Rio de Janeiro, 20 de junho de 1824

     Caros cunhados e irmãos e irmãs!
    O céu nos trouxe para cá sãos e salvos. Aqui, não se poderia desejar coisa melhor. Todos nós estamos bem de saúde. De jeito algum me arrependo por ter ido embora de Gedern e do país de vocês. E fizemos uma boa viagem marítima. No que diz respeito à náusea, ela não traz perigo nenhum para ninguém. Tanto faz estar no mar ou no quarto. A gente só precisa acostumar-se. Tive um companheiro de Büdingen (situada a quase 40 km ao nordeste de Frankfurt). Ele me ajudou de todas as maneiras possíveis. Inclusive o papel em que lhes escrevo, ele o trouxe da Alemanha. Não aconteceu nenhum acidente.
    Caros cunhados e irmãos e irmãs, minha carta não basta e a folha de papel é pequena demais para relatar tudo. Nós estamos no céu. Na partida de Gedern eu estava muito preocupado. Mas Deus abençoou-me e me trouxe para cá (...)  Entre vocês as pessoas aspiram por dinheiro, mas entre nós, por uma vida longa. Quem está aqui neste céu não deseja retornar para vocês.
    Caros cunhados e irmãos da minha família, venham para cá, para junto de mim. Não se deixem dissuadir. (...) Caros cunhados e irmãos e irmãs (...) nós estamos no céu. Se quiserem passar tão bem como nós, venham e juntem-se a nós. No que diz respeito à religião, cada um pode permanecer com sua fé. Temos reformados (calvinistas), luteranos, católicos e judeus, em suma, pessoas de todas as religiões. Cada uma tem o seu clérigo. Recebi um lote de terra muito boa. Tenho muitos cavalos, mulas, faisões, gansos, patos, galinhas andando livremente no campo. Aqui consigo ganhar mais com a minha enxada do que na terra de vocês com um arado de quatro cavalos.
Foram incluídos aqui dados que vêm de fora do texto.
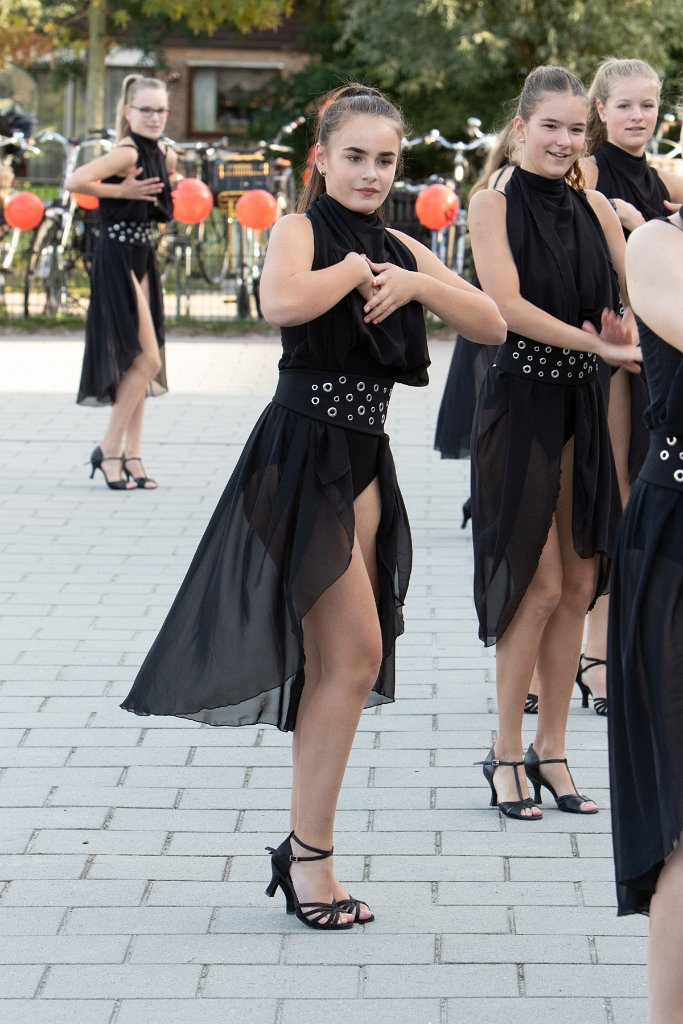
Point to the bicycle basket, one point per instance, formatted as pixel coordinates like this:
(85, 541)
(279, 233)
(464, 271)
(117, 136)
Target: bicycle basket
(238, 173)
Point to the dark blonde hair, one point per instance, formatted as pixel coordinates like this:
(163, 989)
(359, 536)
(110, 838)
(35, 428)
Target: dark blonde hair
(609, 72)
(505, 152)
(334, 109)
(131, 85)
(542, 81)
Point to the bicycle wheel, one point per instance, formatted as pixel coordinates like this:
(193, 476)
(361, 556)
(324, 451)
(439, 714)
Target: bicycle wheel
(212, 248)
(45, 281)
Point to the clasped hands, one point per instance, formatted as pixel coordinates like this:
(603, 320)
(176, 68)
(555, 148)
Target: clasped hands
(387, 288)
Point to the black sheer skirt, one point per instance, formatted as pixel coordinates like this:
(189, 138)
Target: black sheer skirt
(519, 432)
(469, 364)
(645, 691)
(112, 328)
(230, 650)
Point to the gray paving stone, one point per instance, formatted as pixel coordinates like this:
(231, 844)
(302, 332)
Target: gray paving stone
(595, 980)
(58, 1011)
(521, 1011)
(444, 981)
(243, 981)
(65, 949)
(108, 982)
(462, 895)
(19, 981)
(203, 1011)
(214, 948)
(364, 1011)
(93, 841)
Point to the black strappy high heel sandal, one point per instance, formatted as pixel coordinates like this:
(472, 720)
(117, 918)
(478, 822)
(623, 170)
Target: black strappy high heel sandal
(96, 460)
(570, 802)
(325, 916)
(599, 704)
(141, 481)
(511, 808)
(531, 704)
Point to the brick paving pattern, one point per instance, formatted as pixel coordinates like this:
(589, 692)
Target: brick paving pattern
(132, 862)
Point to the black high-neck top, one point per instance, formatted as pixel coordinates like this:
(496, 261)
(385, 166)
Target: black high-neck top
(559, 249)
(339, 339)
(153, 161)
(621, 175)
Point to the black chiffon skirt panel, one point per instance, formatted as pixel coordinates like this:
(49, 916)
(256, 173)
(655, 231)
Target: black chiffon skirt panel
(645, 691)
(469, 364)
(230, 650)
(112, 340)
(519, 432)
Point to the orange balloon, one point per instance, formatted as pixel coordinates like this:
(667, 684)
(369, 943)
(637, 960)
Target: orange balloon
(193, 201)
(86, 202)
(436, 207)
(25, 210)
(257, 209)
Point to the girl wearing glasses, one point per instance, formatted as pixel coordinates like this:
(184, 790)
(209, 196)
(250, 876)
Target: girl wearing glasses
(124, 339)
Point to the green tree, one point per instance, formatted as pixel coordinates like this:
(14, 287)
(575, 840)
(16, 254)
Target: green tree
(445, 59)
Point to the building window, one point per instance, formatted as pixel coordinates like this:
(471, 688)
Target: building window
(224, 98)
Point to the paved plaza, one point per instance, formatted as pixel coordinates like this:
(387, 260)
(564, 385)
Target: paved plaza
(132, 862)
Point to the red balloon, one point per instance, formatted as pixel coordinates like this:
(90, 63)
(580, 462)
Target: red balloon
(436, 207)
(25, 210)
(86, 202)
(257, 209)
(193, 201)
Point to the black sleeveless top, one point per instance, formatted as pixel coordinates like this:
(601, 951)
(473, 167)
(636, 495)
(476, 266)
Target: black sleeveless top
(153, 161)
(621, 175)
(339, 339)
(559, 249)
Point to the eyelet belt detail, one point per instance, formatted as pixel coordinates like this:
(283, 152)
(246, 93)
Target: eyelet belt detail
(341, 399)
(131, 232)
(664, 463)
(545, 363)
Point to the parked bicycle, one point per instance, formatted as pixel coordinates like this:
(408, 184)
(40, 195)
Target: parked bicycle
(451, 244)
(13, 151)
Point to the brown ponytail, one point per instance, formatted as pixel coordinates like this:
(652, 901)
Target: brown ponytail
(333, 111)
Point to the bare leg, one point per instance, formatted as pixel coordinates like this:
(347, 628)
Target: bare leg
(560, 644)
(133, 386)
(516, 654)
(343, 646)
(133, 436)
(665, 952)
(619, 418)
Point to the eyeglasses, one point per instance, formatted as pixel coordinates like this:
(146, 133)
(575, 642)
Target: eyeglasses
(148, 112)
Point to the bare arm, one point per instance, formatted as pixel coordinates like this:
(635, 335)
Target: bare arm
(291, 293)
(498, 273)
(120, 162)
(653, 261)
(439, 290)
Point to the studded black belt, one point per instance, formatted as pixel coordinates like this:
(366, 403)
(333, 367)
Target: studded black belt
(130, 232)
(545, 363)
(341, 399)
(664, 463)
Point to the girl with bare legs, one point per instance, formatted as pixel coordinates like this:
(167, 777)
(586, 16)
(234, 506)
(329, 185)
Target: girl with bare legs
(645, 636)
(124, 347)
(543, 477)
(624, 104)
(291, 608)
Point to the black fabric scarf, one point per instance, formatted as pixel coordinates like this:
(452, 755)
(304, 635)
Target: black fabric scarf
(621, 175)
(153, 162)
(559, 249)
(399, 341)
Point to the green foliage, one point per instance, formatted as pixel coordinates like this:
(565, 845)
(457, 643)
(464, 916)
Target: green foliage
(445, 59)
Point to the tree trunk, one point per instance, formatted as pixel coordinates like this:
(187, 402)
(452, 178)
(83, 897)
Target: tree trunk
(94, 89)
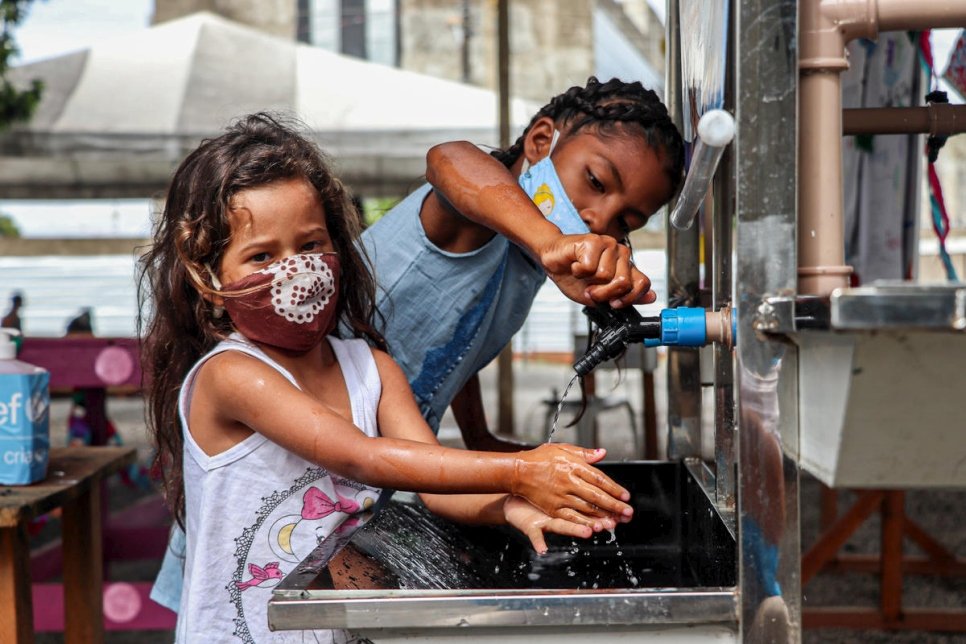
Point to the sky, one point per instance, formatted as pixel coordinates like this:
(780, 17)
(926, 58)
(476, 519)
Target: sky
(55, 27)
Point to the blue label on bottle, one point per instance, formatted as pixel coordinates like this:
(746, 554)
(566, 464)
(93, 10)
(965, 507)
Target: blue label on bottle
(24, 427)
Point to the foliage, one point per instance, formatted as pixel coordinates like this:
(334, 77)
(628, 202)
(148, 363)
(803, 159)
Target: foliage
(8, 228)
(16, 103)
(375, 207)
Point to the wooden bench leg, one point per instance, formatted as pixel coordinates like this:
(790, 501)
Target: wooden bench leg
(16, 606)
(83, 569)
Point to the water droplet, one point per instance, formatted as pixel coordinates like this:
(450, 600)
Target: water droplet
(556, 415)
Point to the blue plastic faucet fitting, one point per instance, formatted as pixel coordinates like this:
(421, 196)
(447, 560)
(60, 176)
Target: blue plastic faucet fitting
(683, 326)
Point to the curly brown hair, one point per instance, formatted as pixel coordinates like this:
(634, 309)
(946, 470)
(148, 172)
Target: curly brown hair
(175, 321)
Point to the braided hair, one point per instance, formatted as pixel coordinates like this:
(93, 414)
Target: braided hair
(607, 107)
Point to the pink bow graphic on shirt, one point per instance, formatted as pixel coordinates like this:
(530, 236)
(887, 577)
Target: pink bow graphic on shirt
(316, 505)
(260, 575)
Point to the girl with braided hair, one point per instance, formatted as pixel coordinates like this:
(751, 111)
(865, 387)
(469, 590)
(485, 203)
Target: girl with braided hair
(460, 260)
(276, 428)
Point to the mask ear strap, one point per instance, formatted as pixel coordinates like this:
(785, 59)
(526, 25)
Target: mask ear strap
(553, 141)
(553, 144)
(216, 311)
(214, 278)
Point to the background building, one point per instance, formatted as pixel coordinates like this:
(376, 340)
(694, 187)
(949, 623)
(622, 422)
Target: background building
(553, 43)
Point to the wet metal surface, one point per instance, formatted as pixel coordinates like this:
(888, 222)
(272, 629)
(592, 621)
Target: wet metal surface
(674, 563)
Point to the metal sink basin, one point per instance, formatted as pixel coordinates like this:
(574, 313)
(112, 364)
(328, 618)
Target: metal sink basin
(674, 565)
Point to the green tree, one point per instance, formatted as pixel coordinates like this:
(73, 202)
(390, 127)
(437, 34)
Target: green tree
(7, 227)
(16, 104)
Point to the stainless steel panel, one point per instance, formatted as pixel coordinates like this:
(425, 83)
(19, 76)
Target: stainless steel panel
(766, 162)
(900, 306)
(683, 364)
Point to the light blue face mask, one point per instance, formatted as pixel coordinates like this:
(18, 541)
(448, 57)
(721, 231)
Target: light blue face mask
(542, 185)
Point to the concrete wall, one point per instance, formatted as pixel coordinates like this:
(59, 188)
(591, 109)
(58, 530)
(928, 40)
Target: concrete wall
(551, 43)
(277, 17)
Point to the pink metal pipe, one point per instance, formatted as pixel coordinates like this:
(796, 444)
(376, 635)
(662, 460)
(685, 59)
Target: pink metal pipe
(826, 27)
(821, 234)
(933, 119)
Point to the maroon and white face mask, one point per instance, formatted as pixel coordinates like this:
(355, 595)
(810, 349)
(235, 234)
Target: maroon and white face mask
(292, 304)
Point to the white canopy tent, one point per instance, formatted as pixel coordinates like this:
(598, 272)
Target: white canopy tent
(117, 118)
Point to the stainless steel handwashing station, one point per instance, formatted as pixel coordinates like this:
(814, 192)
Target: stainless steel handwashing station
(713, 552)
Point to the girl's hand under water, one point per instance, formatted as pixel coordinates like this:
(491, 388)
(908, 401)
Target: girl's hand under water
(561, 481)
(534, 523)
(593, 269)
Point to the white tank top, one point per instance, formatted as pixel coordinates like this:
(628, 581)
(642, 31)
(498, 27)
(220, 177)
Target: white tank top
(256, 510)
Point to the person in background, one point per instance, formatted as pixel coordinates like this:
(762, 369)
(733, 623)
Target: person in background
(12, 319)
(276, 429)
(473, 245)
(82, 323)
(460, 260)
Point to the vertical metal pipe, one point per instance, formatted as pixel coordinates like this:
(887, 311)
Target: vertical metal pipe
(766, 101)
(721, 250)
(683, 364)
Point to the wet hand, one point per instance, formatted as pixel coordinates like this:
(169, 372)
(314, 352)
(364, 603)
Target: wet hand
(593, 269)
(535, 523)
(561, 480)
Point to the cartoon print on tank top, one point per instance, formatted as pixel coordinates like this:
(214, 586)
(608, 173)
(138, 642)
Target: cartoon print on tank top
(289, 525)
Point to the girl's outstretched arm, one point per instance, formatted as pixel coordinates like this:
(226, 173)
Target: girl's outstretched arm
(500, 509)
(477, 194)
(248, 395)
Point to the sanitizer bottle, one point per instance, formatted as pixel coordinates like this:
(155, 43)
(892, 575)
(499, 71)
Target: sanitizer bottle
(24, 416)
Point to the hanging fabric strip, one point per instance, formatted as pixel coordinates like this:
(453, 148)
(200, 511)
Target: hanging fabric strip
(940, 218)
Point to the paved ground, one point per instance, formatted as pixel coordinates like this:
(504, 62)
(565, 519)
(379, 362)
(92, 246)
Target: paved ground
(940, 513)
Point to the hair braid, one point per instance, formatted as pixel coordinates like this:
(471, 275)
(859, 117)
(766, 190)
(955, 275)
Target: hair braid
(605, 105)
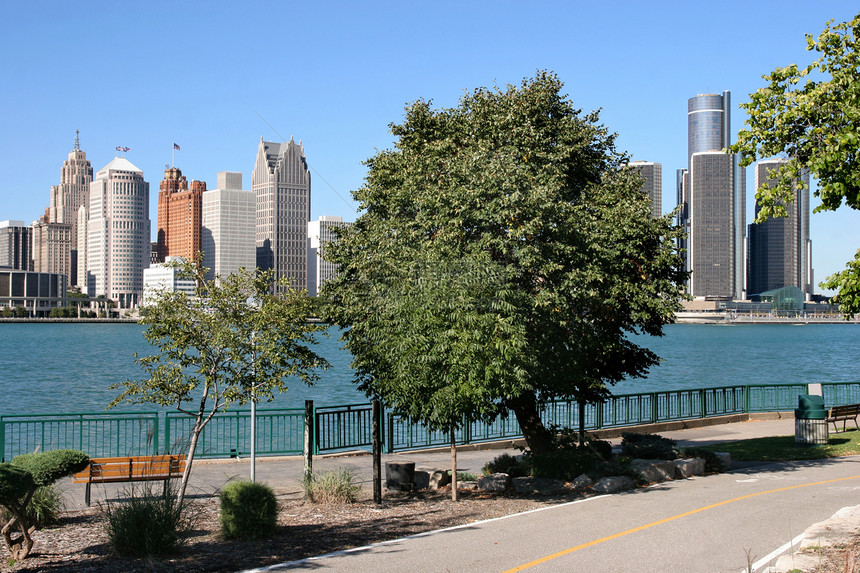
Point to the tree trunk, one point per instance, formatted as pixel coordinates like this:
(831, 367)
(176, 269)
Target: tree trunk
(189, 459)
(538, 438)
(20, 545)
(453, 467)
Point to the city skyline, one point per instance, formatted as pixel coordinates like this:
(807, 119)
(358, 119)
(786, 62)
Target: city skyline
(359, 66)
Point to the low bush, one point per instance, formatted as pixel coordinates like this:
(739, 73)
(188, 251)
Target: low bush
(248, 510)
(649, 447)
(149, 522)
(334, 486)
(49, 466)
(514, 466)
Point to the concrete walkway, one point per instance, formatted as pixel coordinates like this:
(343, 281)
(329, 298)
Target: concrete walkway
(284, 474)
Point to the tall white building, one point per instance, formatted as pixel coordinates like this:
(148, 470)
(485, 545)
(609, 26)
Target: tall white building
(229, 215)
(118, 233)
(281, 182)
(321, 233)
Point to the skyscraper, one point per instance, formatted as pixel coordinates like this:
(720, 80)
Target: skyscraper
(66, 199)
(229, 214)
(779, 248)
(180, 211)
(320, 233)
(118, 233)
(281, 182)
(652, 173)
(713, 187)
(16, 245)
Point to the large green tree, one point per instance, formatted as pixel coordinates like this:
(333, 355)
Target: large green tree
(503, 257)
(811, 115)
(229, 342)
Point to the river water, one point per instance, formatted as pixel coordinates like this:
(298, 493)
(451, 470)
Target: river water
(54, 368)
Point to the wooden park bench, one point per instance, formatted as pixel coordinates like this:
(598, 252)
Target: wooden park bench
(843, 414)
(131, 469)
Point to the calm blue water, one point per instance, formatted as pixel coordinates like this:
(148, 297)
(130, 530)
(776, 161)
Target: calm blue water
(51, 368)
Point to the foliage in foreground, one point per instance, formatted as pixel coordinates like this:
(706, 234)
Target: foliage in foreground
(230, 342)
(333, 486)
(809, 114)
(148, 522)
(19, 482)
(249, 510)
(784, 448)
(503, 257)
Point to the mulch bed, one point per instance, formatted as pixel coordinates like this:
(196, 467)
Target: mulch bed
(79, 543)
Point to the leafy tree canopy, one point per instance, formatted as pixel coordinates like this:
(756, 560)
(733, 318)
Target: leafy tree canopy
(811, 115)
(503, 256)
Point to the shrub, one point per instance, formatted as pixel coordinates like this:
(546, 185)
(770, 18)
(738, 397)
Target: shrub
(648, 446)
(514, 466)
(149, 522)
(335, 486)
(248, 510)
(49, 466)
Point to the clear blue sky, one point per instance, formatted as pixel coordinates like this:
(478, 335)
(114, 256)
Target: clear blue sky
(215, 76)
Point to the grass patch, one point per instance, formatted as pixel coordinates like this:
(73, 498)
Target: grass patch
(783, 448)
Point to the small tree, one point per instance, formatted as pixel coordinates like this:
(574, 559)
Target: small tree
(19, 481)
(229, 343)
(810, 114)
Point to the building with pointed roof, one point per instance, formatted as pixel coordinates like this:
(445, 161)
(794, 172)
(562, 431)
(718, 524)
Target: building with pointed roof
(66, 199)
(281, 182)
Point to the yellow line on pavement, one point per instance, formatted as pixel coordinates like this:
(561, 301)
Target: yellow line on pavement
(666, 520)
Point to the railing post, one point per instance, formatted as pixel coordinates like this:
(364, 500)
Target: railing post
(309, 445)
(377, 451)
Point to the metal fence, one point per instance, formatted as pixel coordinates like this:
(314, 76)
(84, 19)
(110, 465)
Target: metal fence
(281, 431)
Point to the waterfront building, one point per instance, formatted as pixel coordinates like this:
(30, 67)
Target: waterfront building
(118, 233)
(37, 292)
(66, 201)
(320, 234)
(652, 173)
(779, 248)
(281, 183)
(52, 247)
(713, 190)
(180, 210)
(16, 242)
(229, 215)
(165, 277)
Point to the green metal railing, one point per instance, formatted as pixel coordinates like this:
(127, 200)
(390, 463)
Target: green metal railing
(281, 431)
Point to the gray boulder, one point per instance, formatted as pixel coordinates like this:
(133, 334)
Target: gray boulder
(582, 482)
(689, 467)
(613, 484)
(654, 470)
(494, 482)
(538, 485)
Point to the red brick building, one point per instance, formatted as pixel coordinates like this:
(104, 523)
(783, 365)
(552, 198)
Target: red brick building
(180, 216)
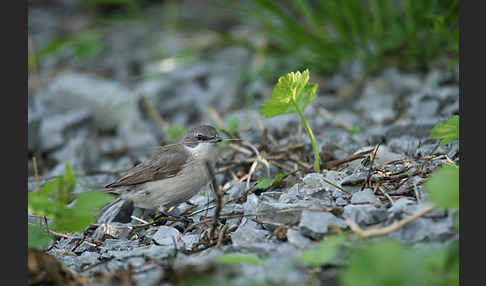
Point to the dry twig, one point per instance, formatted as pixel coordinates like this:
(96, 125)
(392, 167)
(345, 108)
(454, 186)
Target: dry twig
(388, 229)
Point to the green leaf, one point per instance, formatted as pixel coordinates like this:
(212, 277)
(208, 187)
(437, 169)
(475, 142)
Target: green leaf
(447, 131)
(321, 254)
(37, 237)
(82, 213)
(384, 263)
(292, 90)
(264, 184)
(238, 259)
(175, 132)
(232, 124)
(40, 203)
(355, 130)
(69, 179)
(443, 187)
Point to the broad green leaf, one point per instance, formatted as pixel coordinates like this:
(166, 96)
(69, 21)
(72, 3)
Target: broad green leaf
(355, 130)
(37, 237)
(82, 213)
(384, 263)
(175, 132)
(238, 259)
(321, 254)
(69, 179)
(291, 90)
(443, 187)
(40, 204)
(267, 183)
(447, 131)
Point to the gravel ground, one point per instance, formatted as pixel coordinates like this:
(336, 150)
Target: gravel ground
(92, 116)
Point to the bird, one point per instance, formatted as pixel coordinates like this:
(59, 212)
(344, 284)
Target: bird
(172, 175)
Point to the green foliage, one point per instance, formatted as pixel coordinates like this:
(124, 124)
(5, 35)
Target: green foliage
(53, 199)
(82, 46)
(443, 187)
(129, 5)
(392, 263)
(321, 34)
(292, 94)
(232, 124)
(447, 131)
(238, 259)
(37, 237)
(175, 132)
(324, 252)
(264, 184)
(355, 130)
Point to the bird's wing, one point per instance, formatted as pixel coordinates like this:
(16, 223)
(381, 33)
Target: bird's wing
(162, 164)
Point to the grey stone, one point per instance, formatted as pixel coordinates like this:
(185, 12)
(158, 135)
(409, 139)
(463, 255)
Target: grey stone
(120, 244)
(111, 103)
(419, 129)
(364, 214)
(246, 236)
(314, 180)
(341, 202)
(400, 206)
(291, 195)
(378, 101)
(150, 277)
(314, 224)
(158, 251)
(53, 128)
(251, 204)
(80, 152)
(113, 229)
(404, 144)
(425, 229)
(167, 236)
(117, 211)
(136, 262)
(190, 240)
(279, 213)
(424, 110)
(236, 191)
(365, 196)
(294, 237)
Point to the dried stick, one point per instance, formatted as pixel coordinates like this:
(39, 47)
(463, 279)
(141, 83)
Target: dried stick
(388, 229)
(336, 186)
(336, 163)
(373, 156)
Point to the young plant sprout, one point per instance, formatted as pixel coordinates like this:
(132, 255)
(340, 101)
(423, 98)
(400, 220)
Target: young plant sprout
(292, 94)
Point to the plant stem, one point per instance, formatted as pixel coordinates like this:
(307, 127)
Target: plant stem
(317, 160)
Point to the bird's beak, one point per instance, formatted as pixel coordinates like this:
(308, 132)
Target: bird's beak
(216, 139)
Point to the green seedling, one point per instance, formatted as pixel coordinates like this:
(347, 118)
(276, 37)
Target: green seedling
(53, 200)
(447, 131)
(264, 184)
(292, 94)
(443, 187)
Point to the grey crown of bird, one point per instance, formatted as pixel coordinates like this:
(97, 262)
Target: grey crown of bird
(171, 175)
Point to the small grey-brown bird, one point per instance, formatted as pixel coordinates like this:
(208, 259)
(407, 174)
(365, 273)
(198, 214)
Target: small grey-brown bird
(171, 175)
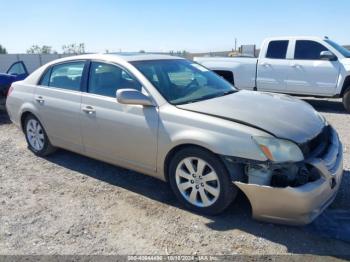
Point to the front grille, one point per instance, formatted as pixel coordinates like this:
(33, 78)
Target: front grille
(317, 146)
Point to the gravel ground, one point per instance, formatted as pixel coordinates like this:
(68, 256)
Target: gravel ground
(70, 204)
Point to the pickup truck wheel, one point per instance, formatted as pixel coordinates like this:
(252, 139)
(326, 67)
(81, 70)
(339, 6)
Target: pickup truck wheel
(346, 100)
(200, 181)
(37, 139)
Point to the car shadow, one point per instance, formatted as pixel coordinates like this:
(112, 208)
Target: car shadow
(298, 240)
(4, 118)
(327, 106)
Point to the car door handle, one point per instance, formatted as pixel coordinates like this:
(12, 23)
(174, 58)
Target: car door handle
(89, 110)
(40, 99)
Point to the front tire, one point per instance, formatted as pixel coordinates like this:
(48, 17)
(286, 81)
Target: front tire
(200, 181)
(37, 139)
(346, 100)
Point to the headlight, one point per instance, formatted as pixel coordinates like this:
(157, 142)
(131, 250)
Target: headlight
(279, 150)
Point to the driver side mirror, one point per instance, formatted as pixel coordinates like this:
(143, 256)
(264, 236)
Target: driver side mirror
(133, 97)
(327, 55)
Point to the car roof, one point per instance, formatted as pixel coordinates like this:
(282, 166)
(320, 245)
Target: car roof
(128, 57)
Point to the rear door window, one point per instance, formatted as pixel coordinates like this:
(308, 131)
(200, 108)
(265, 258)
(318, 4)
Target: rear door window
(308, 50)
(277, 49)
(67, 75)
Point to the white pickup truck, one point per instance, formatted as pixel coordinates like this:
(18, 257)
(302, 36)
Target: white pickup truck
(306, 66)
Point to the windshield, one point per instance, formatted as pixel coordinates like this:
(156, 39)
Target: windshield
(181, 81)
(345, 52)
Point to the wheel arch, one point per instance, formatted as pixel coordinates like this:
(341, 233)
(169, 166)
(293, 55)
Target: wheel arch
(23, 117)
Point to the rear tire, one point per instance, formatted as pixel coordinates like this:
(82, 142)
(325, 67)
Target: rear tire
(37, 139)
(200, 181)
(346, 100)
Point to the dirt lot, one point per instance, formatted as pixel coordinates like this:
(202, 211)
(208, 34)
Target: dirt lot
(69, 204)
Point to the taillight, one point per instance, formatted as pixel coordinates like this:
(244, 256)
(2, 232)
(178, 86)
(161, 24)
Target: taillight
(9, 91)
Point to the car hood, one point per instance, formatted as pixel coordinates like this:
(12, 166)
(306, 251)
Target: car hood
(280, 115)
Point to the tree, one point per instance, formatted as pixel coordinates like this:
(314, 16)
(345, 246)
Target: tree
(74, 49)
(35, 49)
(3, 50)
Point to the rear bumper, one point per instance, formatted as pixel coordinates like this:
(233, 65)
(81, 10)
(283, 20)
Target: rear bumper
(300, 205)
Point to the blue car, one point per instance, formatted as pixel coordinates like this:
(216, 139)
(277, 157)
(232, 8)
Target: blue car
(16, 72)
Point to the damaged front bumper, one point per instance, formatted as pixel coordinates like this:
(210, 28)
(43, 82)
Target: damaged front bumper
(299, 205)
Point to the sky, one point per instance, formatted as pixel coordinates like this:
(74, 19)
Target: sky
(164, 25)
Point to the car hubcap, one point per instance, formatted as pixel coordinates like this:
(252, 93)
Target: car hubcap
(35, 134)
(197, 181)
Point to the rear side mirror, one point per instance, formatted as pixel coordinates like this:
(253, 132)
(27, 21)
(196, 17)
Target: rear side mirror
(327, 55)
(133, 97)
   Caros cunhados e irmãos e irmãs, venham para cá, ao céu, pois vocês estão no inferno. Quando alguém chega aqui, precisa requerer junto ao governo um passaporte. (...) Caros cunhados e irmãos e irmãs, escrevo-lhes de longe. Não devem deixar dissuadir-se e venham para cá, se tiverem pelo menos o dinheiro para a viagem para (o porto de) Hamburgo (na Alemanha). Aqui vocês não precisam de dinheiro. Estando uma vez aqui, vocês mesmos serão seu próprio valor. Aqui tem todas as plantas, sejam elas quais forem. O que aqui estamos dando ao nosso gado é melhor do que a comida de vocês. (...) Aqui há no depósito mais sacos cheios de dinheiro do que batatas entre vocês. Quando me fui embora de Gedern, recebi do judeu Wolf, um viático, inclusive quatro moedas de ouro. Esta eu as tenho ainda hoje e ganhei outras quatro. Podem perguntar ao prefeito de Gedern se é verdade. Há muitos cavalos, mulas, faisões, gansos, patos, galinhas. Cada um pode possuir quantos quiser. Entre nós não há nenhuma desordem, e, sim, grande ordem.
    Cunhados e irmãos e irmãs e todos os bons amigos, venham para cá! Não quero morrer bem-aventurado se não for verdade o que lhes escrevo. Vendam suas casas e bens pelo preço que conseguirem. (...) Quem exerce um ofício pode brincar com dinheiro. Pode viajar como quiser. (...) Aqui todo mundo vive bem. Caros cunhados, irmãos e irmãs, tragam junto o cunhado Georg Weber para que seja compensado de vez, se tiver pelo menos dinheiro (para a viagem) para Hamburgo. Se não o tiver, o emprestem o necessário; restitui-lo-ei. Não deixem ninguém para trás; tragam mulher e filhos e tudo junto. Com isso encerro minha carta. Espero revê-los em breve.
    Minha esposa e eu saudamos vocês. Transmitem saudações ao senhor prefeito, a toda a diretoria, a todos os bons amigos da minha esposa e suas irmãs, seus irmãos e os filhos deles, aos nossos padrinhos e nossas madrinhas e todos os demais bons amigos.